In Alexandria, protesters overran police lines and torched police trucks, a witness said. In several cities, protesters stormed the offices of the ruling National Democratic Party, witnesses reported.

In some parts of Cairo, protests were peaceful. Dozens of people prayed together on one road. In Giza, on the city outskirts, marchers shook hands with the police who let them pass peacefully.

The White House said it was “very concerned” about events in the country but warned that the government should respect the rights of its people and restore social networking and Internet services. The US State Department urged Egypt to respect its people’s rights and allow them to communicate openly. “Events unfolding in Egypt are of deep concern. Fundamental rights must be respected, violence avoided and open communications allowed,” spokesman P J Crowley said in message. “Reform is vital to Egypt’s long-term well-being. The Egyptian government should view its people as a partner and not as a threat.”

“There is daily contact between the US and Egyptian governments through various channels, including the embassies and other organisations in which President Obama’s messages and concerns are relayed,” a White House spokesman said.

French Foreign Minister Michele Alliot-Marie called for restraint and dialogue as President Hosni Mubarak summoned the army to deal with thousands of protesters.
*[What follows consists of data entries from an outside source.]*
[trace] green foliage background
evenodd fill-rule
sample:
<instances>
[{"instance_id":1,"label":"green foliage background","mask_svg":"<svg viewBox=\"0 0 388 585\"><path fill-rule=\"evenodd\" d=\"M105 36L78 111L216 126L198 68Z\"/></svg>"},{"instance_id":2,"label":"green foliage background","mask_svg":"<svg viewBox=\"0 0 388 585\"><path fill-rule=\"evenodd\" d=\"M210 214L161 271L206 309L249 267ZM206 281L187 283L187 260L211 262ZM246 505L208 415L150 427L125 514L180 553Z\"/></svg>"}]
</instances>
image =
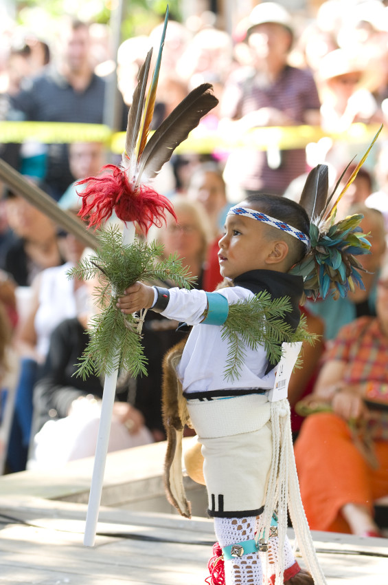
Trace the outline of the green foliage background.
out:
<instances>
[{"instance_id":1,"label":"green foliage background","mask_svg":"<svg viewBox=\"0 0 388 585\"><path fill-rule=\"evenodd\" d=\"M179 0L122 0L123 19L122 40L137 34L148 34L163 21L166 4L170 7L170 19L181 19ZM50 20L60 20L69 14L80 20L108 24L112 10L117 8L118 0L14 0L14 10L19 24L42 34L46 34L42 25ZM41 26L36 29L36 23ZM49 35L50 30L47 34Z\"/></svg>"}]
</instances>

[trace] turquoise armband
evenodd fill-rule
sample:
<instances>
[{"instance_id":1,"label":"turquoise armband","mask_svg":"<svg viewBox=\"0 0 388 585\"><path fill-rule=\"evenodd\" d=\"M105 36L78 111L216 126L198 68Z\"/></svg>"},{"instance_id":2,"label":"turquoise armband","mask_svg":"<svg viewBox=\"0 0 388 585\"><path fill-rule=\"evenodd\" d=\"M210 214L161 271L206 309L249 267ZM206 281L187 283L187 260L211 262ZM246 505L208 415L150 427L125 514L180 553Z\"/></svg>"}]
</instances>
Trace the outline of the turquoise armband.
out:
<instances>
[{"instance_id":1,"label":"turquoise armband","mask_svg":"<svg viewBox=\"0 0 388 585\"><path fill-rule=\"evenodd\" d=\"M201 323L206 325L223 325L229 313L227 299L219 292L207 292L206 296L207 315Z\"/></svg>"}]
</instances>

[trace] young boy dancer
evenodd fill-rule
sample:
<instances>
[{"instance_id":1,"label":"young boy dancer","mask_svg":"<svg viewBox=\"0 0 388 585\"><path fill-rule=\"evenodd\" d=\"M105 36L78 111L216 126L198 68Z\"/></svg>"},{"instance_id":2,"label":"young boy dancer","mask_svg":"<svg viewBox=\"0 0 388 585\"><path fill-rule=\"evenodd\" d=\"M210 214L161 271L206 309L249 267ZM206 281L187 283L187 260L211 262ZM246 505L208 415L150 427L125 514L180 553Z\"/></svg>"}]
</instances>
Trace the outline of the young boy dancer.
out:
<instances>
[{"instance_id":1,"label":"young boy dancer","mask_svg":"<svg viewBox=\"0 0 388 585\"><path fill-rule=\"evenodd\" d=\"M289 270L310 250L309 229L308 215L298 204L275 195L247 197L227 217L218 257L221 275L233 286L218 293L228 305L261 291L269 292L273 299L287 297L293 308L284 320L295 330L304 281ZM194 326L177 374L202 444L208 512L222 549L226 585L262 585L262 557L269 546L270 562L282 557L282 582L284 578L290 585L312 583L308 573L301 572L287 539L279 553L275 527L262 546L255 539L273 455L268 393L275 370L263 346L246 347L239 375L225 383L227 341L219 324L206 321L214 294L137 282L124 291L117 307L126 314L151 308ZM324 583L323 575L315 582Z\"/></svg>"}]
</instances>

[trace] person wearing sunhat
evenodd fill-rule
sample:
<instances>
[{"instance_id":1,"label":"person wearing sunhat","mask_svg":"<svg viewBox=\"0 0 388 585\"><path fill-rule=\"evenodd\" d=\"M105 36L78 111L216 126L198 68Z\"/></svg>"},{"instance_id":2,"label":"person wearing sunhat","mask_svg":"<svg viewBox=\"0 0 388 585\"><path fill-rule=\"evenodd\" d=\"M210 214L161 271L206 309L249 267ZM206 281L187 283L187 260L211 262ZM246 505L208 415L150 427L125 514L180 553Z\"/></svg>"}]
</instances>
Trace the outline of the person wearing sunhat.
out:
<instances>
[{"instance_id":1,"label":"person wearing sunhat","mask_svg":"<svg viewBox=\"0 0 388 585\"><path fill-rule=\"evenodd\" d=\"M251 66L232 74L222 100L222 123L225 129L230 125L229 136L258 127L319 124L312 74L288 64L294 36L290 14L280 4L264 2L251 11L245 27ZM243 149L229 157L227 166L226 176L238 175L244 191L281 195L305 172L306 153L304 149Z\"/></svg>"},{"instance_id":2,"label":"person wearing sunhat","mask_svg":"<svg viewBox=\"0 0 388 585\"><path fill-rule=\"evenodd\" d=\"M317 72L323 129L337 132L355 122L381 123L383 113L372 93L381 75L381 69L363 54L345 49L328 53Z\"/></svg>"}]
</instances>

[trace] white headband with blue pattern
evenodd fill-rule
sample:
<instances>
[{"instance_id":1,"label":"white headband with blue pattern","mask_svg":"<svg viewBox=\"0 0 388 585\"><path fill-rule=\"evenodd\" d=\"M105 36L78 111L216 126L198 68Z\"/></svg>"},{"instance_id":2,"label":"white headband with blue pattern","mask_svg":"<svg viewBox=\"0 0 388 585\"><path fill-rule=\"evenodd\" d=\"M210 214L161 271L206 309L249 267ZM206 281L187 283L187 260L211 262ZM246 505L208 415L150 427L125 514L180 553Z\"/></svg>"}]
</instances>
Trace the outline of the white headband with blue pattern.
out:
<instances>
[{"instance_id":1,"label":"white headband with blue pattern","mask_svg":"<svg viewBox=\"0 0 388 585\"><path fill-rule=\"evenodd\" d=\"M282 230L286 233L289 233L299 240L299 242L303 242L308 248L310 248L310 237L304 232L293 228L286 222L282 222L280 220L276 220L275 217L271 217L270 215L266 215L265 213L262 213L261 211L256 211L255 209L249 209L247 207L241 207L240 205L235 205L234 207L231 207L228 211L228 215L232 214L234 215L243 215L244 217L251 217L252 220L257 220L259 222L262 222L264 224L268 224L269 226L272 226L273 228Z\"/></svg>"}]
</instances>

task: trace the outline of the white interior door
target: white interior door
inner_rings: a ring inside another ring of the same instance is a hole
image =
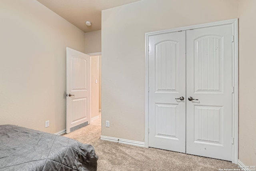
[[[67,133],[90,124],[90,56],[67,48]]]
[[[232,28],[186,31],[186,153],[231,161]]]
[[[148,145],[185,153],[186,32],[150,36],[149,42]]]
[[[149,147],[232,160],[232,40],[231,24],[149,36]]]

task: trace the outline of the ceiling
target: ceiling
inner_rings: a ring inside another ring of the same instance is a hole
[[[37,0],[84,32],[101,30],[101,11],[141,0]],[[86,26],[90,21],[92,25]]]

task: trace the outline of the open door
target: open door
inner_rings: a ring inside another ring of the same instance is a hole
[[[90,124],[90,58],[67,48],[67,133]]]

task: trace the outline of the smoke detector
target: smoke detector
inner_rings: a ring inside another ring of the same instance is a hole
[[[92,23],[89,21],[87,21],[85,22],[85,24],[88,26],[90,26],[92,25]]]

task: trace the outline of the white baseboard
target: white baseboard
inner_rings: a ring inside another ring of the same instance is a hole
[[[145,147],[145,143],[143,142],[136,141],[135,141],[129,140],[128,139],[122,139],[121,138],[114,138],[113,137],[106,137],[106,136],[100,135],[101,140],[108,141],[109,141],[114,142],[121,144],[128,144],[129,145],[135,145],[136,146]]]
[[[243,162],[240,161],[239,159],[237,161],[237,164],[239,166],[241,166],[242,168],[245,168],[244,167],[246,166],[244,163],[243,163]]]
[[[100,118],[100,115],[98,115],[98,116],[96,116],[92,118],[92,119],[91,119],[91,121],[94,121],[94,120],[96,119],[99,118]]]
[[[57,133],[54,133],[55,135],[60,135],[66,133],[66,129],[60,131],[60,132],[58,132]]]

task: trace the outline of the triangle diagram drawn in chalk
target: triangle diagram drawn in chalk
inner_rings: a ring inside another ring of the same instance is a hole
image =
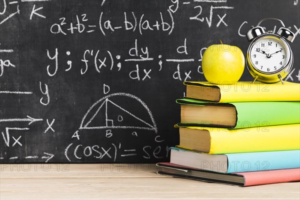
[[[139,118],[108,98],[98,105],[96,109],[91,110],[92,113],[89,114],[90,118],[84,125],[84,128],[156,129],[152,123]]]

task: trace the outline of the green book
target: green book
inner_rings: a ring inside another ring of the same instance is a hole
[[[179,99],[178,126],[247,128],[300,123],[300,102],[213,103]]]

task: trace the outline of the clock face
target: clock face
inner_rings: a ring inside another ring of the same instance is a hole
[[[253,66],[259,71],[270,74],[279,71],[288,60],[288,48],[280,39],[265,36],[254,42],[249,52]]]

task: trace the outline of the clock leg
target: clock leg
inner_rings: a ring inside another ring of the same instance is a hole
[[[282,78],[281,76],[280,76],[280,74],[278,74],[278,78],[279,78],[279,79],[280,79],[280,80],[282,83],[282,84],[284,84],[284,80],[282,80]]]

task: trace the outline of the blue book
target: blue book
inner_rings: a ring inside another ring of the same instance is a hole
[[[300,150],[209,154],[170,148],[170,162],[221,173],[300,168]]]

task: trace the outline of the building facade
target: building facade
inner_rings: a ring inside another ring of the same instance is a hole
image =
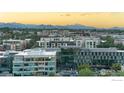
[[[100,43],[100,39],[95,37],[42,37],[37,43],[41,48],[61,48],[68,46],[96,48]]]
[[[47,76],[56,74],[56,51],[24,50],[15,55],[14,76]]]
[[[30,41],[29,39],[27,40],[14,40],[14,39],[3,40],[3,46],[6,50],[21,51],[27,47],[29,41]]]
[[[124,51],[116,48],[62,48],[58,54],[58,69],[77,69],[89,64],[93,68],[110,69],[113,63],[124,64]]]

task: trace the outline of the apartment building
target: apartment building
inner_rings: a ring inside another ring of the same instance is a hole
[[[61,48],[67,46],[78,46],[82,48],[96,48],[100,43],[95,37],[42,37],[37,41],[41,48]]]
[[[14,76],[47,76],[55,74],[56,51],[27,49],[14,57]]]
[[[26,40],[8,39],[3,40],[3,46],[5,47],[6,50],[21,51],[27,47],[29,41],[30,39]]]
[[[113,63],[124,64],[124,51],[116,48],[62,48],[58,69],[77,69],[78,65],[90,64],[94,68],[109,69]]]

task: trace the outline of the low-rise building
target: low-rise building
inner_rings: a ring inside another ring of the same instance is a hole
[[[56,51],[28,49],[15,55],[14,76],[42,76],[56,74]]]
[[[59,70],[77,69],[82,64],[90,64],[99,69],[109,69],[113,63],[124,64],[124,51],[116,48],[66,47],[57,56]]]
[[[37,43],[41,48],[61,48],[67,46],[96,48],[100,43],[100,39],[95,37],[42,37]]]
[[[3,40],[3,46],[5,47],[6,50],[21,51],[27,47],[27,44],[29,43],[29,41],[30,41],[30,39],[26,39],[26,40],[15,40],[15,39]]]

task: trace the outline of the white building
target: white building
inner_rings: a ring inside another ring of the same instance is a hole
[[[114,44],[122,44],[122,45],[124,45],[124,39],[114,39]]]
[[[41,48],[60,48],[62,46],[76,45],[71,37],[43,37],[37,41]]]
[[[13,75],[40,76],[56,73],[56,51],[28,49],[15,55]]]
[[[61,48],[68,46],[96,48],[100,43],[100,39],[95,37],[42,37],[37,43],[41,48]]]
[[[5,46],[6,50],[20,51],[26,48],[29,41],[30,39],[26,39],[26,40],[8,39],[8,40],[3,40],[3,46]]]

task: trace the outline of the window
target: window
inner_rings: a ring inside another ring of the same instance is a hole
[[[28,63],[24,63],[24,66],[29,66],[29,64]]]
[[[48,65],[48,62],[46,62],[45,65]]]
[[[50,67],[49,70],[53,70],[53,67]]]

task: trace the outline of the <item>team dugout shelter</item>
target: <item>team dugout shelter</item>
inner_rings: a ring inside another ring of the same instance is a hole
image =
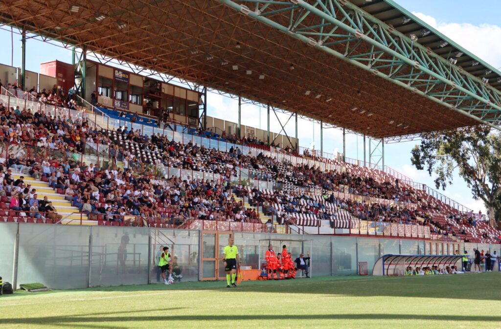
[[[23,35],[23,86],[27,38],[80,50],[84,98],[82,71],[94,54],[382,145],[501,121],[501,72],[391,0],[19,0],[0,5],[0,22]],[[122,83],[110,88],[124,92]]]
[[[383,255],[374,264],[373,275],[401,276],[405,274],[408,266],[412,268],[437,266],[457,266],[461,268],[460,255]]]

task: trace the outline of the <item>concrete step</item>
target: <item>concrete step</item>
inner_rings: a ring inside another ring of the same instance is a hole
[[[68,201],[64,198],[64,195],[63,195],[62,194],[49,193],[41,191],[40,193],[38,193],[38,190],[37,191],[37,194],[38,194],[38,198],[39,200],[42,200],[44,198],[44,196],[47,196],[48,199],[53,202],[57,200],[58,202],[64,202],[65,201]],[[69,202],[69,201],[68,201],[68,202]]]
[[[61,221],[61,224],[63,225],[80,225],[80,220],[66,220]],[[82,220],[82,226],[96,226],[98,224],[97,220]]]

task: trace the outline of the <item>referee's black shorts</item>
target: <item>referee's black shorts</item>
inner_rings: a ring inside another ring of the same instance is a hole
[[[160,269],[162,271],[162,273],[165,273],[169,270],[169,264],[166,264],[165,265],[163,265],[160,267]]]
[[[224,270],[230,271],[232,269],[236,269],[236,259],[235,258],[226,258],[226,267],[224,267]]]

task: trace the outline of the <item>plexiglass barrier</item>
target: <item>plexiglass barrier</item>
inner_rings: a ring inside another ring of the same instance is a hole
[[[201,232],[0,223],[0,276],[4,281],[15,283],[17,287],[20,283],[40,282],[54,289],[155,283],[159,280],[159,252],[166,246],[172,254],[173,273],[182,275],[180,282],[196,281],[200,269]],[[438,244],[442,253],[453,249],[462,252],[464,249],[471,255],[473,247],[491,252],[501,251],[499,244],[244,232],[233,234],[235,243],[240,250],[242,265],[259,268],[271,241],[277,250],[286,244],[293,259],[301,253],[310,252],[310,273],[314,276],[356,274],[358,262],[361,261],[367,262],[370,274],[375,261],[383,254],[438,254]],[[207,269],[204,267],[204,270]]]

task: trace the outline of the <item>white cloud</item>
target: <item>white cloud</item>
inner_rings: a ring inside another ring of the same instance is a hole
[[[440,22],[422,13],[412,14],[494,68],[501,66],[501,44],[496,42],[501,40],[501,27]]]
[[[412,13],[414,15],[417,17],[418,18],[423,21],[424,23],[427,23],[431,26],[432,28],[435,28],[436,29],[437,27],[437,20],[432,16],[428,16],[422,13]]]

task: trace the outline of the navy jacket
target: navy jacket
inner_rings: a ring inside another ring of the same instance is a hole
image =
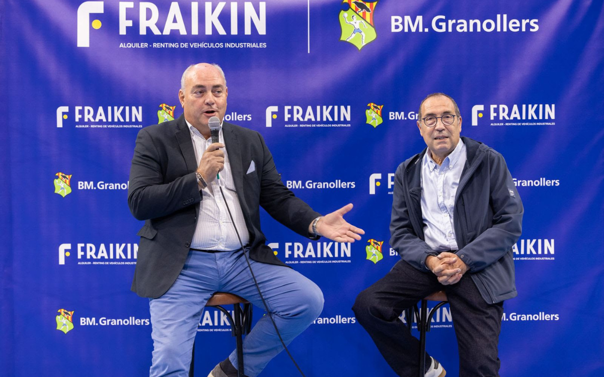
[[[512,246],[522,232],[524,212],[506,161],[484,144],[462,137],[467,160],[455,198],[457,256],[467,265],[485,301],[516,297]],[[422,159],[426,149],[401,163],[394,177],[390,246],[403,260],[428,271],[422,217]]]
[[[260,133],[226,122],[222,133],[249,233],[250,258],[286,265],[265,244],[260,207],[309,238],[308,226],[320,214],[281,182]],[[252,161],[255,169],[247,173]],[[202,199],[194,174],[199,162],[182,115],[138,133],[130,170],[128,204],[135,217],[146,220],[138,233],[141,241],[132,287],[141,296],[161,296],[182,270]]]

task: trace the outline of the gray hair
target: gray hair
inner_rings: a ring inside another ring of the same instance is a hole
[[[439,96],[446,97],[449,100],[451,100],[451,102],[453,103],[454,107],[455,107],[455,115],[457,115],[458,118],[461,117],[461,114],[459,112],[459,107],[457,107],[457,103],[455,101],[455,100],[454,100],[452,97],[451,97],[448,94],[445,94],[444,93],[432,93],[432,94],[428,94],[427,96],[426,96],[426,98],[422,101],[422,103],[419,104],[419,111],[417,112],[419,113],[419,116],[417,117],[418,120],[420,120],[422,119],[422,105],[423,105],[423,103],[426,101],[426,100],[428,100],[428,98],[431,98],[432,97],[437,97]]]
[[[181,77],[181,90],[184,91],[185,90],[185,78],[187,77],[187,75],[188,75],[189,72],[190,72],[191,70],[193,69],[193,67],[196,66],[198,64],[201,64],[201,63],[198,63],[197,64],[191,64],[189,66],[187,67],[187,69],[185,69],[185,71],[182,72],[182,77]],[[226,86],[226,78],[225,77],[225,72],[223,71],[222,71],[222,68],[220,68],[220,66],[215,63],[213,63],[210,65],[212,66],[213,67],[218,70],[218,72],[220,72],[220,76],[222,77],[222,80],[223,80],[225,81],[225,86]]]

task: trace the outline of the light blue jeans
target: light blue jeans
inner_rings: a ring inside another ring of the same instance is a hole
[[[321,314],[323,294],[315,283],[291,268],[249,262],[288,344]],[[153,341],[151,377],[188,376],[198,326],[205,303],[214,292],[234,293],[264,308],[241,250],[190,251],[174,284],[163,296],[149,301]],[[244,374],[255,377],[283,349],[271,319],[265,315],[243,339]],[[236,368],[235,350],[229,358]]]

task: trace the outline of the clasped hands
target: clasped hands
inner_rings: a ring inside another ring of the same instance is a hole
[[[443,285],[450,285],[458,282],[467,271],[467,265],[455,254],[443,252],[437,256],[429,255],[426,258],[426,265],[438,277]]]

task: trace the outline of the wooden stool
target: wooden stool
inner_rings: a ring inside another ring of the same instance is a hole
[[[429,312],[428,311],[428,302],[429,300],[440,302]],[[430,331],[430,323],[432,322],[432,318],[434,316],[434,313],[447,302],[447,295],[445,293],[445,291],[439,291],[426,296],[422,300],[420,309],[417,309],[416,304],[414,306],[405,311],[405,315],[407,318],[407,328],[410,331],[411,329],[411,322],[413,320],[412,309],[415,312],[416,318],[419,318],[417,330],[419,331],[419,374],[418,375],[419,377],[424,377],[425,375],[424,368],[426,364],[426,332]]]
[[[240,304],[243,304],[242,309]],[[234,307],[233,315],[223,305],[232,305]],[[249,332],[252,327],[252,304],[242,297],[223,292],[214,293],[206,306],[213,306],[226,315],[231,324],[231,334],[237,341],[237,377],[243,377],[243,335]],[[191,358],[191,367],[189,369],[189,377],[193,377],[195,362],[195,343],[193,344],[193,356]]]

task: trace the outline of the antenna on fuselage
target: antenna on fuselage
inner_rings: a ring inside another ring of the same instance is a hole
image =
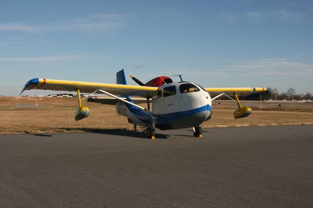
[[[161,79],[162,80],[163,82],[165,84],[167,85],[167,83],[165,82],[165,81],[164,81],[164,80],[163,79],[162,79],[162,77],[160,76],[159,76],[159,77],[160,78],[161,78]]]
[[[171,76],[169,76],[169,77],[179,77],[179,78],[180,79],[180,82],[183,82],[182,79],[181,78],[181,75],[171,75]]]
[[[133,79],[133,80],[135,81],[136,82],[136,83],[137,83],[139,85],[140,85],[140,86],[144,86],[145,85],[145,84],[142,83],[140,80],[139,80],[138,79],[136,78],[134,76],[131,75],[131,76],[130,76],[130,77],[131,78],[132,78]]]

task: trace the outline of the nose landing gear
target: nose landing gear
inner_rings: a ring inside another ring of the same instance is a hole
[[[194,131],[194,136],[201,138],[203,137],[202,135],[202,128],[200,125],[193,127],[192,130]]]

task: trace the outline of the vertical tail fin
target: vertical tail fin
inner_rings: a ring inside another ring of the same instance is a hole
[[[124,69],[116,72],[116,83],[118,84],[127,84]],[[121,97],[126,98],[127,101],[131,102],[131,97],[129,95],[122,95]]]
[[[118,84],[127,84],[124,69],[116,73],[116,83]]]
Egypt needs a period of transitional rule, new parliamentary elections and amendments to the constitution so a president can stand for only two six-year terms, the head of the opposition Wafd party said on Friday.

His comments, made in a televised statement, follow a day of violent protest calling for an end to the rule of President Hosni Mubarak, 82, in power for five consecutive six-year terms. Egypt has been under emergency rule throughout Mubarak’s term in office. The government says it is used to combat terrorism. Critics say it is used to stifle any dissent. Elections were due to be held in September and until now few had doubted that Mubarak would remain in control or bring in a successor in the shape of his 47-year-old son Gamal. Father and son deny that Gamal is being groomed for the job.

Published in The Express Tribune, January 29th, 2011.